New Syringes for High-Temperature Range

Rectangle Image
Product News

New Syringes for High-Temperature Range

Based on market-leading syringe technology from Hamilton, headspace analysis can now be carried out at temperatures up to 190°C.

Gas chromatography is used for detecting low concentrations of volatile substances in aqueous or solid samples. In order to analyze components such as flavoring, odorous or aromatic substances, but also the blood alcohol level, for example, headspace analysis (chamber analysis) is used.

An important component of the instrumentation - as in other gas chromatography processes - is the sample syringe with which the vapor to be analyzed is injected into the separation column. It must allow constant and exact volumes to ensure the reproducibility of the chromatographic results.

Headspace analysis to date has only been possible up to 110°C

Until now, headspace analysis could only be employed up to 110°C for analyzing components. Syringes available on the market until now fail accuracy and precision requirements beyond this temperature range.

Under these conditions, the rubber O-ring in the syringe plunger no longer seals and the cemented needle cannot withstand the expansion and contraction stresses.

For this reason, liquid chromatography (HPLC) has been used most of the time until the present day for analyzing components that have low volatility.
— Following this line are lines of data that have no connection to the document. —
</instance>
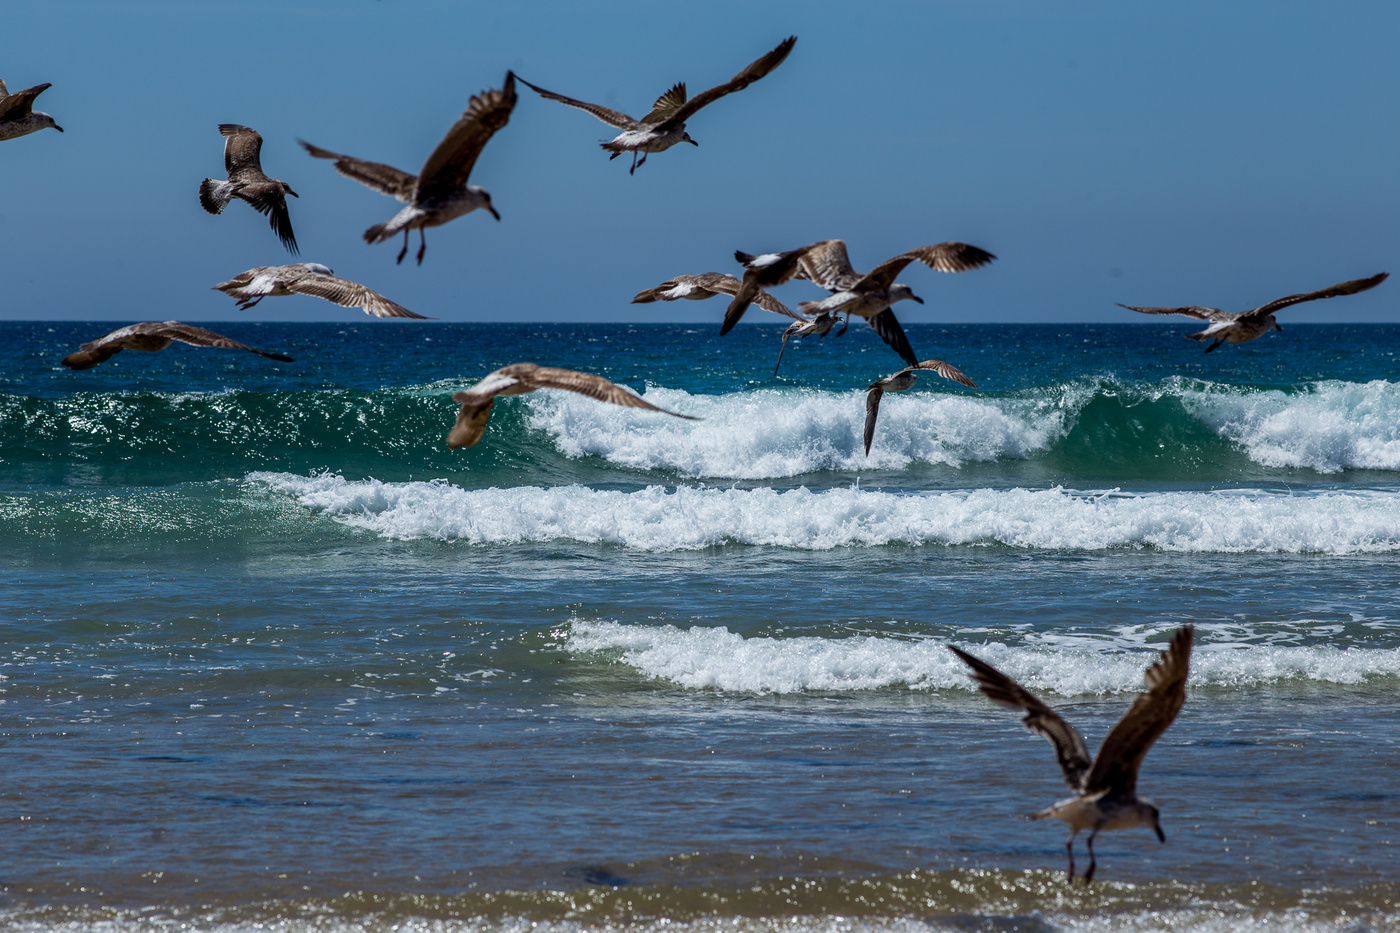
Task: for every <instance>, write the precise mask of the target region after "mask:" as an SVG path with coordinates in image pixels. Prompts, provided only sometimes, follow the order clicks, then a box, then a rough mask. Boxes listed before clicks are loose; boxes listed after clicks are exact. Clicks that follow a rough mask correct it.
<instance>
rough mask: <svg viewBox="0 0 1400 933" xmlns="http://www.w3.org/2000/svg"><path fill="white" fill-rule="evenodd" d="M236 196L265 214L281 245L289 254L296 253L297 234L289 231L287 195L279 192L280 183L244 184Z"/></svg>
mask: <svg viewBox="0 0 1400 933" xmlns="http://www.w3.org/2000/svg"><path fill="white" fill-rule="evenodd" d="M238 196H239V198H242V199H244V200H246V202H248V203H249V205H252V206H253V209H255V210H258V213H260V214H266V216H267V223H269V224H270V226H272V228H273V233H276V234H277V238H279V240H281V245H284V247H286V248H287V251H288V252H290V254H291V255H294V256H295V255H298V249H297V234H294V233H293V231H291V214H290V213H288V212H287V196H286V195H284V193H283V192H281V185H280V184H277V182H255V184H252V185H244V186H242V188H241V189H239V192H238Z"/></svg>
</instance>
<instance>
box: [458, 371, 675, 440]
mask: <svg viewBox="0 0 1400 933" xmlns="http://www.w3.org/2000/svg"><path fill="white" fill-rule="evenodd" d="M542 388H561V389H568V391H570V392H578V394H581V395H588V396H589V398H596V399H598V401H599V402H612V403H613V405H623V406H626V408H645V409H650V410H652V412H662V413H665V415H672V416H673V417H685V419H686V420H692V422H693V420H699V419H694V417H692V416H690V415H676V412H668V410H666V409H664V408H657V406H655V405H652V403H651V402H648V401H645V399H644V398H641V396H640V395H633V394H631V392H629V391H627V389H624V388H623V387H620V385H617V384H616V382H609V381H608V380H605V378H603V377H601V375H594V374H591V373H578V371H575V370H560V368H554V367H549V366H535V364H533V363H511V364H510V366H503V367H501V368H498V370H496V371H494V373H491V374H490V375H487V377H486V378H484V380H482V381H480V382H477V384H476V385H473V387H472V388H469V389H466V391H465V392H458V394H456V395H454V396H452V401H454V402H461V403H462V409H461V410H459V412H458V413H456V424H454V426H452V430H451V431H449V433H448V436H447V445H448V450H452V448H455V447H473V445H476V443H477V441H480V440H482V434H483V433H486V422H489V420H490V419H491V406H493V405H494V403H496V396H497V395H525V394H526V392H533V391H535V389H542Z"/></svg>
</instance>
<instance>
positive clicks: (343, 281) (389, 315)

However, this process does not reach the separating efficiency of GC or headspace analysis.

Hamilton’s new syringe design enables operation at temperatures up to 190°C

A new syringe design by Hamilton, a leading manufacturer of laboratory technology, headquartered in Reno, Nevada (USA) and Bonaduz (Switzerland), equips scientists with new possibilities for headspace analysis.

The syringes work without the need for cemented needles, and a metal spring in the plunger tip is used to create a reliable seal instead of a rubber O-ring.

This innovative solution enables headspace analyses to be carried out at temperatures up to 190 degrees Celsius, thus dramatically expanding the application possibilities of the process.

The market introduction of the new syringe line is planned for mid-2013. A current line of syringes with metal spring plunger tips are available for temperatures up to 110°C.